Music that can bridge this generational gap is uncommon. I thought it innate in every child to hate their parents’ music. Even while just waiting in line to get into the venue, I saw a father and son talking about their favorite songs. The son, who looked to be around 18 or so, looked at his dad and asked, “Where have all the lonely people gone? Where do they all come from?” The dad angrily responded, “That’s Paul McCartney. You blew it!” Who knows how much correctly quoting a Paul Simon song may have benefitted this son’s relationship with his dad. Such is the potential power of  Simon’s music.

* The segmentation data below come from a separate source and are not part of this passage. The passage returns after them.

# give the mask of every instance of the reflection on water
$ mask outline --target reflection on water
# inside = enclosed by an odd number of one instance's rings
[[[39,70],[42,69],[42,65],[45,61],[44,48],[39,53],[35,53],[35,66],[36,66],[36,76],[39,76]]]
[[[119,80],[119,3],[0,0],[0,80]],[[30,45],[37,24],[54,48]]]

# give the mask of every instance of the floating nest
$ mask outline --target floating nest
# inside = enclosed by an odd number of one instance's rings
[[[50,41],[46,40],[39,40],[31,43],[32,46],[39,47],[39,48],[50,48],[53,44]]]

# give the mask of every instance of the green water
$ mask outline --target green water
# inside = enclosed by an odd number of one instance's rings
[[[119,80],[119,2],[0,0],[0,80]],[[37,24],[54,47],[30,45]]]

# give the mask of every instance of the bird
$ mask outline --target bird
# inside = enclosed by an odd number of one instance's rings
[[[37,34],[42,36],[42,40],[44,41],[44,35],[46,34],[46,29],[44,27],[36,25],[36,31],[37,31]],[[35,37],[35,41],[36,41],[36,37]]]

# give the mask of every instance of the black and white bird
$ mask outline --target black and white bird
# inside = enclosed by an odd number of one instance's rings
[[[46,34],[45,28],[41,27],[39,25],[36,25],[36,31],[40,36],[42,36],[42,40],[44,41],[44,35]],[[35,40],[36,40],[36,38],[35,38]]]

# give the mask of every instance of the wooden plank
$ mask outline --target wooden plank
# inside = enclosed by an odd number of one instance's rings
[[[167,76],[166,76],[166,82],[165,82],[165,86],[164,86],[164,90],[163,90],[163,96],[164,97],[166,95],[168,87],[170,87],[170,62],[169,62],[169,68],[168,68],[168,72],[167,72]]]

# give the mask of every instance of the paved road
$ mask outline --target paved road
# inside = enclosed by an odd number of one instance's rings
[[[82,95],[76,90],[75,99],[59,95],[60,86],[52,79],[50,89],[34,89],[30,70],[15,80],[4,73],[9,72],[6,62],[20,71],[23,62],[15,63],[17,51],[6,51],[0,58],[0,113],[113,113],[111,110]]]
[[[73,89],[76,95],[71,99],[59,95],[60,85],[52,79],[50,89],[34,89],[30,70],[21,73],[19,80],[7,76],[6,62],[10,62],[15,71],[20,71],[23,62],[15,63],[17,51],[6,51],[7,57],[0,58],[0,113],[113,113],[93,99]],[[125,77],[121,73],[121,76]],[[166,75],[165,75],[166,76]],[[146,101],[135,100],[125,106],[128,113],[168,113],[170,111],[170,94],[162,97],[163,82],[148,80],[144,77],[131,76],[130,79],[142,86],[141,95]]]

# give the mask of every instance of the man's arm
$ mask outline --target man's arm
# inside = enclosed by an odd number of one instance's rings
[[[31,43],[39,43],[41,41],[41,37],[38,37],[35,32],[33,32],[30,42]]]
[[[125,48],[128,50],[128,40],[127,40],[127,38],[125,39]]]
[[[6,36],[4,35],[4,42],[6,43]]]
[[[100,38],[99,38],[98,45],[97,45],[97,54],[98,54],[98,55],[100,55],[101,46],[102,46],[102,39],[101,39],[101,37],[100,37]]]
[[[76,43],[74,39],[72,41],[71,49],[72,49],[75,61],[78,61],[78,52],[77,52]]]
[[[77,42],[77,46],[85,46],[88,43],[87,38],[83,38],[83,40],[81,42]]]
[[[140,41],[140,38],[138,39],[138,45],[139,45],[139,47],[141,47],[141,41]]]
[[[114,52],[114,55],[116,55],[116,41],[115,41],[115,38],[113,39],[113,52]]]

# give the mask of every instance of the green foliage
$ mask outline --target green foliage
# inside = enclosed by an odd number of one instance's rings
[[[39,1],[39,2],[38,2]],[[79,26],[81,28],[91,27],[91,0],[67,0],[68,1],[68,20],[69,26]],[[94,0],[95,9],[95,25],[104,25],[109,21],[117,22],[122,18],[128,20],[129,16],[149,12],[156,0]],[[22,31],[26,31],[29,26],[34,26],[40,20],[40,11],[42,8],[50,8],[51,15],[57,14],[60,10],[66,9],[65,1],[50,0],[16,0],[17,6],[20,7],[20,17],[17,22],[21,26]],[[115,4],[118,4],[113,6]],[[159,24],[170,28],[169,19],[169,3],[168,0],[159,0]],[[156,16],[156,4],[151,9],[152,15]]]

All kidding aside, Paul Simon’s staying power and influence is not to be taken lightly. His songs are in the Great American Songbook alongside those of Gershwin. And his most recent record, Stranger to Stranger, came out last month. It’s quite good. At 74, Simon still makes music that lives up to the expectations of his fans, a nearly monolithic task. His melodies and rhythms are catchy and interesting, and by some act of God, his voice still sounds pristine, particularly compared to contemporaries like the cigarette and gravel tone of Bob Dylan’s voice on his recent second album of Frank Sinatra covers.

Simon’s indelible influence on world music was also on prominent display throughout this show in Boston. His African-inspired Graceland and Brazilian-inspired Rhythm of The Saints introduced millions of listeners to the sounds of musics from across the world. Even in his earlier albums, Simon mixed Reggae and Zydeco into his folk-oriented sound. This concert worked as a mirror of his career, weaving a wide range of musical styles and instruments, while also retreating to his early sound to appease his fanbase.

Simon’s music taps into a vein of nostalgia while simultaneously bringing you somewhere new. It is quite a trick to behold, a brand of magic I hope we still get to see for years to come.